La guerre de 14 renaît non comme le substitut d'une sensibilité nationale déchue, mais comme le lieu d'engagements personnels évanouis et d'une générosité assoupie. La Grande Guerre est l'un des ces moments historiques épatants où la mémoire individuelle rencontre la mémoire collective, où les drames personnels prennent une épaisseur nationale, où la vie de chacun semble avoir été soudain utile à tous39(*).

Le texte de Rouaud n'échappe pas à cet engouement. La description des conditions de vie des combattants est un dosage entre une vérité historique (l'histoire officielle) et l'imaginaire collectif qui repose sur l'interprétation du témoignage. La survictimisation du poilu «  a encouragé les lectures empathiques, passionnées et compassionnelles du conflit et dérouté parfois l'intelligence historique » souligne encore Stéphane Audoin-Rouzeau40(*). L'écriture chez Rouaud ne se déploie pas sans éviter ce registre compassionnel ; elle en use, piégée dans l'accumulation des topoï et c'est là, justement que se jouent les enjeux de l'écriture roualdienne.

* 1 _ B. Blanckeman, Les récits indécidables, Septentrion, 2008, p. 15.

* 2 _ Interview de Nathalie Sarraute par P. Bacenne, Lire, n°94, juin 1983, p. 81.

* 3 _ J. Rouaud, Sur la scène comme au ciel, Minuit, 1999.

* 4 _ M. Lantelme, Lire Jean Rouaud, Armand Colin, 2009.

* 5 _ J. Rouaud, L'invention de l'auteur, Gallimard, p. 106.

* 6 _ J. Rouaud, Les champs d'honneur, Minuit, p. 9

* 7 _ J. Rouaud, op. cit., p.85.

* 8 _ J. Rouaud, idem.

* 9 _ J. Rouaud, op. cit., p. 14.

* 10 _ Idem

* 11 _ Idem

* 12 _ J. Rouaud, op. cit. p. 122

* 13 _ H. Menou, « Ecrire l'H/histoire », dans Jean Rouaud : les fables d'un auteur sous la direction de Sylvie Ducas, Presse Universitaires d'Angers, 2005, p. 73.

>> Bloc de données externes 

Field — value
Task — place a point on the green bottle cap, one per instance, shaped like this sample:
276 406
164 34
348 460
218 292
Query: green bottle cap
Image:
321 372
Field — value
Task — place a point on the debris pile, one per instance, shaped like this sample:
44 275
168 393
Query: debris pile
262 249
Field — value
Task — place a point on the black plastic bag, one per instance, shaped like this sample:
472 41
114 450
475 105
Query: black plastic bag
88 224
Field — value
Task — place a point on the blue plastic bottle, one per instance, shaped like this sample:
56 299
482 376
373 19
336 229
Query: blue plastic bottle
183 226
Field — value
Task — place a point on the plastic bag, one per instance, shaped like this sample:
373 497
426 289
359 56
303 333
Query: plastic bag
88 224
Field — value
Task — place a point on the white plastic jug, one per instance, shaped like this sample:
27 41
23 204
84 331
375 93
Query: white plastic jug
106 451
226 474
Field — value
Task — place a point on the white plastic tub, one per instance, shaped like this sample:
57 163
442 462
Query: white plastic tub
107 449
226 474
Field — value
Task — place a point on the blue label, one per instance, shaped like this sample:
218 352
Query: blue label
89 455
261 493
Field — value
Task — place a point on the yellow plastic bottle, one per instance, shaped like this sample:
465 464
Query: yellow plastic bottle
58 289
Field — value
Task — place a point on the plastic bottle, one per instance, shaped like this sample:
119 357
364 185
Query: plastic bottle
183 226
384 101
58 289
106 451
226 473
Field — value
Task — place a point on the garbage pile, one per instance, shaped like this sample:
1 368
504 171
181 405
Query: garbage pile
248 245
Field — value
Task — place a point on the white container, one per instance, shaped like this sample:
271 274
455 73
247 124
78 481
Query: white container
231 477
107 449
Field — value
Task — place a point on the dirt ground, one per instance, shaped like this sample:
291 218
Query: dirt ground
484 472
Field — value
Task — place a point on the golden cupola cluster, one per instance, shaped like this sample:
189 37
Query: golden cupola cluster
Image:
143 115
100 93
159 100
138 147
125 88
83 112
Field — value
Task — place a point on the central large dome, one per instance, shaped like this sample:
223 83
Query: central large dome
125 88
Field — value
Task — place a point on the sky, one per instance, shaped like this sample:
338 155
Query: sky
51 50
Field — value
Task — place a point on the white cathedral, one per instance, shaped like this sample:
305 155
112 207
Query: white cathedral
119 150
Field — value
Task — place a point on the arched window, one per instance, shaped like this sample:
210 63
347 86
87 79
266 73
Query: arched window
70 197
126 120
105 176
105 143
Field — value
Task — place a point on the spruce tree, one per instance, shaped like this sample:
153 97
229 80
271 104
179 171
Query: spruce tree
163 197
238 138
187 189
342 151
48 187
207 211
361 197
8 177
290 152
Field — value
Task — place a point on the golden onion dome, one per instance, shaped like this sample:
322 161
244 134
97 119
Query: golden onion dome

* 14 _ J. Rouaud, op. cit., p. 34

* 15 _ Ibid., p. 18-19

* 16 _ Ibid., p. 154

* 17 _ Ibid., p. 159

* 18 _ Ibid., p. 105

* 19 _ Ibid., p. 63.

* 20 _ Idem.

* 21 _ J. Rouaud, op. cit., p. 120

* 22 _ Ibid., p. 121

* 23 _ Ibid., p. 127

* 24 _ Ibid., p. 136.

* 25 _ W.G. Sebald, Les Emigrants, Folio, 2006.

* 26 _ A. Munoz Molina, Beatus Ille, Seuil, 2000.

* 27 _ Ibid., p. 32.

* 28 _ Ibid., p. 85.

* 29 _ Ibid., p.138-139

* 30 _ Ibid., p. 140.

* 31 _ Ibid., p. 153.

* 32 _ Ibid., p. 155-156

* 33 _ R. Antelme, L'espèce humaine, Gallimard, 1957, p. 9.

* 34 _ Idem.

* 35 _ F. Nourrissier, Un petit bourgeois, Le livre de poche, p. 31.

* 36 _ J. Rouaud, op. cit., p. 141

* 37 _ Ibid., p. 163

* 38 _ S. Audoin-Rouzeau, « La grande guerre, le deuil interminable » Le débat, mars-avril 1999, p. 123.

* 39 _ C. Prochasson, « La guerre et ses cultures » dans Jean-Jacques Becker (dir.), Histoire culturelle de la Grande Guerre, Armand Colin, 2005, p. 2.

* 40 _ S. Audoin-Rouzeau, op. cit., p. 118.